Studies of the Ca²⁺ transport mechanism of human erythrocyte inside-out plasma membrane vesicles. I. Regulation of the Ca²⁺ pump by calmodulin

Calcium accumulation by human erythrocyte inside-out vesicles was linear for at least 30 min in the presence of ATP. In untreated inside-out vesicles, 3.76 ± 1.44 nmol of calcium/min/unit of acetylcholinesterase were transported, compared with 10.57 ± 2.05 (± S.D.; n = 11) in those treated with calmodulin. The amount of calmodulin necessary for 50% activation of Ca²⁺ accumulation was 60 ± 22 ng/ml (± S.D.; n = 4). The K(m) (Ca²⁺) for calmodulin-stimulated accumulation was 0.8 ± 0.05 μM (± S.D.; n = 5) using Ca²⁺/ethylene glycol bis(β-aminoethyl ether) N,N,N',N'-tetraacetic acid (EGTA) buffers, or 25 μM with direct addition of unbuffered calcium. In the absence of calmodulin, these values were 0.4 and 60 μM, respectively. K(m) ATP) values of 90 and 60 μM in the presence and absence of calmodulin, respectively, were measured at constant magnesium concentration (3 mM).
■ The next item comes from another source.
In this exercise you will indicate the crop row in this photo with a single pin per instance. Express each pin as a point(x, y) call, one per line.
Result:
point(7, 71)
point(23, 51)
In the presence of calmodulin, a broad pH profile is exhibited from pH 6.6 to 8.2. Maximal calcium accumulation occurs at pH 7.8. In the absence of calmodulin, the pH profile exhibits a linear upward increase from pH 7.0 to 8.2 The (Ca²⁺-Mg²⁺)-ATPase activity, measured under identical conditions, was 2.40 ± 0.72 nmol of P(i)/min/unit of acetylcholinesterase in the untreated vesicles and 11.29 ± 2.87 nmol of P(i)/min/unit of acetylcholinesterase (± S.D.; n= 4) in calmodulin-treated vesicles. A stoichiometry of 1.6 Ca²⁺/ATP hydrolyzed was determined in the absence of calmodulin; in the presence of calmodulin, this ratio was decreased to 0.94 Ca²⁺/ATP hydrolyzed.